Hep söyledim, yeniden söylüyorum: Büyüme çağında sağlıklı beslenemeyen çocuk, derse konsantre olamıyor; eğitim hayatını başarılı bir şekilde sürdüremiyor; yeterli ve dengeli miktarda beslenmesi olmadığı için bilişsel ve bedensel gelişimi hep akranlarına göre geride kalıyor; çinko ve demir eksikliğinden bağışıklık sisteminin zayıflamasına, halsizlikten depresyona dek tüm dinamikler çocuğun eğitim hakkını olumsuz yönde etkiliyor. Okulu terk ediyor, devamsızlık yapıyor, çocuk işçi oluyor veya erken yaşta zorla evlendiriliyor.
Dolayısıyla beslenme sadece yemek yemekle sınırlı değil. Beslenme aynı zamanda çocuğun iyi olma halini bir bütün olarak şekillendiren temel dinamik…
Milli Eğitim Bakanı Yusuf Tekin, iki hafta önce, Michelin yıldızı yerine Mengen akreditasyonu kullanılmasını önerdi. Ben de buna karşılık “çocukların tokluk akreditasyonu” geliştirilmesini ve seçim öncesinde hükümetlerin seçmen nezdinde bu akreditasyon üzerinden de değerlendirilmesini öneriyorum.

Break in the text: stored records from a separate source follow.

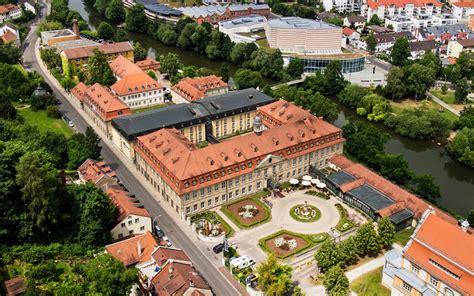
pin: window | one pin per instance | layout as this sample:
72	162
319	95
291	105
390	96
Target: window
406	287
434	281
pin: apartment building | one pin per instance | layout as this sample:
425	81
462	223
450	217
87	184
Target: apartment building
193	179
77	59
191	89
438	260
399	8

Örneğin Mengen akreditasyonu yerine Mengen’de yetişen aşçılar, düzenli olarak çocuklara ücretsiz okul yemeği ulaştırılmasında öncü olabilirler, bu konuda ülke çapında bir kamu politikası belirlenene dek sponsorlar eşliğinde çocukların karınlarını yoklukla değil toklukla doldurabilirler. Bir akreditasyon projesi, ancak bu şekilde açlıkla boğuşan bir toplumun en zayıf halkalarına faydalı olur.
Bu ülkede hükümetin de muhalefetin de dert etmesi gereken şey, bilmem kaç yıldızlı restoranlarda yemek yeme ayrıcalığını elde etmek değil, tüm çocukların her gün alması gereken kalori ve protein miktarını karşılayacak, çocukların okulda temiz ve ücretsiz suya erişimini bir lüks olmaktan çıkaracak bir sistemin devlet eliyle ve acilen verileceği gelişmiş bir düzen tesis etmektir. Çünkü çocukların beslenmesi ve sağlığı anayasal bir haktır ve Türkiye uluslararası sözleşmelerle bu hakkı teslim etmekle mükelleftir.
Yeni eğitim öğretim yılı başlarken, kamuda tasarruf dendiğinde akla ilk gelen şeyin “çocukların boğazı” olmaması gerekiyor. Tam tersine politika öncelikleriniz ve tercihleriniz arasına artık çocukların iyi olma halini sağlamayı almanız gerekiyor.
Meclis açılır açılmaz, sabahtan akşama kadar oturup bu konuyu yasal bir çerçevede çözmeniz ve derhal uygulamaya geçirmeniz gerekiyor.
Bu ülkenin artık çocuklarını dışlaması değil sevmesi ve karınlarını doyurması gerekiyor. Konu aslında bu kadar basit.